Re: Parallel Hash take II

From: Thomas Munro <thomas(dot)munro(at)enterprisedb(dot)com>
To: Prabhat Sahu <prabhat(dot)sahu(at)enterprisedb(dot)com>
Cc: Rushabh Lathia <rushabh(dot)lathia(at)gmail(dot)com>, Peter Geoghegan <pg(at)bowt(dot)ie>, Robert Haas <robertmhaas(at)gmail(dot)com>, Andres Freund <andres(at)anarazel(dot)de>, Pg Hackers <pgsql-hackers(at)postgresql(dot)org>, Rafia Sabih <rafia(dot)sabih(at)enterprisedb(dot)com>, Ashutosh Bapat <ashutosh(dot)bapat(at)enterprisedb(dot)com>, Haribabu Kommi <kommi(dot)haribabu(at)gmail(dot)com>, Oleg Golovanov <rentech(at)mail(dot)ru>
Subject: Re: Parallel Hash take II
Date: 2017-10-24 09:10:53
Message-ID: CAEepm=0LtgeV7gP9aaq+oLNPE99b-eUfrWWV4NAYQoDpZF++Gg@mail.gmail.com
Views: Raw Message | Whole Thread | Download mbox
Thread:
Lists: pgsql-hackers

On Tue, Sep 19, 2017 at 8:06 AM, Robert Haas <robertmhaas(at)gmail(dot)com> wrote:
> On Thu, Sep 14, 2017 at 10:01 AM, Thomas Munro
> <thomas(dot)munro(at)enterprisedb(dot)com> wrote:
>> 3. Gather Merge and Parallel Hash Join may have a deadlock problem.
>
> [...]
>
> Thomas and I spent about an hour and a half brainstorming about this
> just now.
>
> [...]
>
> First, as long as nbatches == 1, we can use a hash
> table of up to size (participants * work_mem); if we have to switch to
> multiple batches, then just increase the number of batches enough that
> the current memory usage drops below work_mem. Second, following an
> idea originally by Ashutosh Bapat whose relevance to this issue Thomas
> Munro realized during our discussion, we can make all the batches
> small enough to fit in work_mem (rather than participants * work_mem
> as the current patch does) and spread them across the workers (in the
> style of Parallel Append, including potentially deploying multiple
> workers against the same batch if there are fewer batches than
> workers).

Here is an updated patch set that does that ^.

Assorted details:

1. To avoid deadlocks, we can only wait at barriers when we know that
all other attached backends have either arrived already or are
actively executing the code preceding the barrier wait, so that
progress is guaranteed. The rules is that executor nodes can remain
attached to a barrier after they've emitted a tuple, which is useful
for resource management (ie avoids inventing a separate reference
counting scheme), but must never again wait for it. With that
programming rule there can be no deadlock between executor nodes.

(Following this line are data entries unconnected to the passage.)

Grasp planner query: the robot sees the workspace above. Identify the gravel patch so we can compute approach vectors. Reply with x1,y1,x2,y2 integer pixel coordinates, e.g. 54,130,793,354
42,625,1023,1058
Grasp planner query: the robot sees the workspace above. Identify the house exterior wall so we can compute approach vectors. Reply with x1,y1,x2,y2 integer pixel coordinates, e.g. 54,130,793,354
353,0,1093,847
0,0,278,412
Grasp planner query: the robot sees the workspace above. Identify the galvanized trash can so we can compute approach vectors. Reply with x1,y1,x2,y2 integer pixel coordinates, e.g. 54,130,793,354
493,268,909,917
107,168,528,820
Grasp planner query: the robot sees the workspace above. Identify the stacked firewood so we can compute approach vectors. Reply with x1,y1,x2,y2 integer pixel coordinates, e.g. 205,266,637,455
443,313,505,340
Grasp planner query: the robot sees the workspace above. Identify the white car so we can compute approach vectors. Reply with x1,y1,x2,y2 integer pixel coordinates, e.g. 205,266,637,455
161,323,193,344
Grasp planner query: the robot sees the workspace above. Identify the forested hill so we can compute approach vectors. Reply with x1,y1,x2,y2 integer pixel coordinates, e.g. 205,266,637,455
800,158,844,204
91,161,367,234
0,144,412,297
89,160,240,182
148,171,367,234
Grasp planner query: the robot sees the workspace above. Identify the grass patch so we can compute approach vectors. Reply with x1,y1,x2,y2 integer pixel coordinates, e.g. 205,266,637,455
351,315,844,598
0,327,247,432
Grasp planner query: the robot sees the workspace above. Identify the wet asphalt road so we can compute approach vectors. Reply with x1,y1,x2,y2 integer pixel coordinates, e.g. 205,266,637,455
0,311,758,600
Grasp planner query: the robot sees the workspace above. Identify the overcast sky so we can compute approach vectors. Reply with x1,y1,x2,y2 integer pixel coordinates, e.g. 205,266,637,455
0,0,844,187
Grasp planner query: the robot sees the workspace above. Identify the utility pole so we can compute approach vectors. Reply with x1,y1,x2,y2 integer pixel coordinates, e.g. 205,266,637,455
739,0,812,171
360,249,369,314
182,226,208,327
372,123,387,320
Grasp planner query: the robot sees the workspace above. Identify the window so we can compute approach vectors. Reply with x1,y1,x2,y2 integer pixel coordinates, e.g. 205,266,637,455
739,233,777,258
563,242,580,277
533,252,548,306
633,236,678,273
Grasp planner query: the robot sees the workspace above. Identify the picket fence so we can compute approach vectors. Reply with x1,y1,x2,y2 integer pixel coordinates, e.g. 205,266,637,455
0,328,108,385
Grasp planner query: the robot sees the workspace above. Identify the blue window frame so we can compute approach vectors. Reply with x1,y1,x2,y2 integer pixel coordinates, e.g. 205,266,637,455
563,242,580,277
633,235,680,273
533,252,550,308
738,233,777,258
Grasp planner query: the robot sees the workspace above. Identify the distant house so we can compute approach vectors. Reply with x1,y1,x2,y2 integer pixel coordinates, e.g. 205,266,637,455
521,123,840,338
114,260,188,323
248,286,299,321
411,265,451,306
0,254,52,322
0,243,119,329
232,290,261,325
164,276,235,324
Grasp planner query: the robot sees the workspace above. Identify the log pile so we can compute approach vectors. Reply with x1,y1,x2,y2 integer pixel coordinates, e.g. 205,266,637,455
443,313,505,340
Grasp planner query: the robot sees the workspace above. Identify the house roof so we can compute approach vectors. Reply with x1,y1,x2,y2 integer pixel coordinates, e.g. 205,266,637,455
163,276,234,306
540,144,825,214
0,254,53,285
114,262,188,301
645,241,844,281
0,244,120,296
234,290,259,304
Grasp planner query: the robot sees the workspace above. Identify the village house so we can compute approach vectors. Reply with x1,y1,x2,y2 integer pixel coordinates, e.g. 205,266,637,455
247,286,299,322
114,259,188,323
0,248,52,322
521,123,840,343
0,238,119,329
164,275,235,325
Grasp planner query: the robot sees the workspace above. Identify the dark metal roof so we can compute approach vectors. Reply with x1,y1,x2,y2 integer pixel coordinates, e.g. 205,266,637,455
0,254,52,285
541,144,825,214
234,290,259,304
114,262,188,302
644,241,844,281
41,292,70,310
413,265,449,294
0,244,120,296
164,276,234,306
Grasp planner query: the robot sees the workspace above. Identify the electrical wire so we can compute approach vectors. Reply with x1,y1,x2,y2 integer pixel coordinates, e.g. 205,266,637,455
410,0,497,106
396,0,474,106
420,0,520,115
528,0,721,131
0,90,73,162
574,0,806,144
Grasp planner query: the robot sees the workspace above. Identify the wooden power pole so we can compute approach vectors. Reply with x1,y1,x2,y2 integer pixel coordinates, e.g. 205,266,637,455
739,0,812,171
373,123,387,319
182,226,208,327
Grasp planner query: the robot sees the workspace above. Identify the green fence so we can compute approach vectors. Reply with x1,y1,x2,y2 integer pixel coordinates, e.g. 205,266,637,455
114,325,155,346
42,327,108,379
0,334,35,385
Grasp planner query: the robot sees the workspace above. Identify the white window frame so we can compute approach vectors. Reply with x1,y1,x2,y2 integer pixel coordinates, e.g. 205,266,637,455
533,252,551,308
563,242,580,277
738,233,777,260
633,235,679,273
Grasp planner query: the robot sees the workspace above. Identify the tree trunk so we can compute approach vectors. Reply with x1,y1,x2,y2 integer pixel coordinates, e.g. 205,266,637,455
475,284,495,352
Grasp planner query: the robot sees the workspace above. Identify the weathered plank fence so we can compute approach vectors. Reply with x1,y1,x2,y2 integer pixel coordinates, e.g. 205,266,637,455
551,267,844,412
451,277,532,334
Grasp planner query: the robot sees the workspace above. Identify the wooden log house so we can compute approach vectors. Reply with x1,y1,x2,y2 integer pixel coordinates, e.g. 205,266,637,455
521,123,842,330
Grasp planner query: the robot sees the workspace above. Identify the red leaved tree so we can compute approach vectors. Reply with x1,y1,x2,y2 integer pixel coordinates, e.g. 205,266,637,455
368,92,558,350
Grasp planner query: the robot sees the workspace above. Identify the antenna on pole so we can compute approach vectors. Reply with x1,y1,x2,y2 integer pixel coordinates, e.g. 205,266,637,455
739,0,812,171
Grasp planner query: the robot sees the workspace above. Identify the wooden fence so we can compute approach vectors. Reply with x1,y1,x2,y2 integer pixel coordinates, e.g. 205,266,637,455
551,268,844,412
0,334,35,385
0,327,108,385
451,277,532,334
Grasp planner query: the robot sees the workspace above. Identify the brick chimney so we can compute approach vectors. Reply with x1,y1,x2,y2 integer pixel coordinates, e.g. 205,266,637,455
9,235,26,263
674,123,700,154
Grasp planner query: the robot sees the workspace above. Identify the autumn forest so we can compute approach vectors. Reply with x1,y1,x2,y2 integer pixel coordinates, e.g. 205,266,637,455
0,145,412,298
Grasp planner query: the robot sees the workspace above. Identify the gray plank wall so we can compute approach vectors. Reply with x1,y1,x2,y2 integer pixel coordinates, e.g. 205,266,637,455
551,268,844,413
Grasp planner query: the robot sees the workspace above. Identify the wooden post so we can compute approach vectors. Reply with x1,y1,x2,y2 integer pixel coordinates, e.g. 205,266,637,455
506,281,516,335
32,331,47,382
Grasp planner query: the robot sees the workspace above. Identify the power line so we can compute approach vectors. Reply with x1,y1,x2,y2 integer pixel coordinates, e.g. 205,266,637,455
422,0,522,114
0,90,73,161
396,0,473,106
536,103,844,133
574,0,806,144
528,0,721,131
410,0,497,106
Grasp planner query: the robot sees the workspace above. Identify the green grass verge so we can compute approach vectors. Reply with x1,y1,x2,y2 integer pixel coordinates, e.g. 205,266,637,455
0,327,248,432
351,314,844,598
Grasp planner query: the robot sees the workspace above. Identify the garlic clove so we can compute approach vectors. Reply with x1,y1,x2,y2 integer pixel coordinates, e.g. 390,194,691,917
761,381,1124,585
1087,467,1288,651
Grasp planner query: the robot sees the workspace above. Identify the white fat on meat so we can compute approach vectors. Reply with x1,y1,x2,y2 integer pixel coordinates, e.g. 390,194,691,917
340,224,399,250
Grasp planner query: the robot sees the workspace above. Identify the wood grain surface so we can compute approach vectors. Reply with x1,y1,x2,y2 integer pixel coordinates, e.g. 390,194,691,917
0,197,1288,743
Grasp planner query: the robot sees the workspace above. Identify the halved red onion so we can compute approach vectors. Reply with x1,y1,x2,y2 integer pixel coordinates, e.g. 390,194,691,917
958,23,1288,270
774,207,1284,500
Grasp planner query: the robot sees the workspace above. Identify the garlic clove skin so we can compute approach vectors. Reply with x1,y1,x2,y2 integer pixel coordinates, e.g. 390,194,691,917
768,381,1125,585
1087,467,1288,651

2. Multiple batches are processed at the same time in parallel,
rather than being processed serially. Participants try to spread
themselves out over different batches to reduce contention.

3. I no longer try to handle outer joins. I have an idea for how to
do that while adhering to the above deadlock-avoidance programming
rule, but I would like to consider that for a later patch.

4. I moved most of the parallel-aware code into ExecParallelHash*()
functions that exist alongside the private hash table versions. This
avoids uglifying the existing hash join code and introducing
conditional branches all over the place, as requested by Andres. This
made some of the earlier refactoring patches unnecessary.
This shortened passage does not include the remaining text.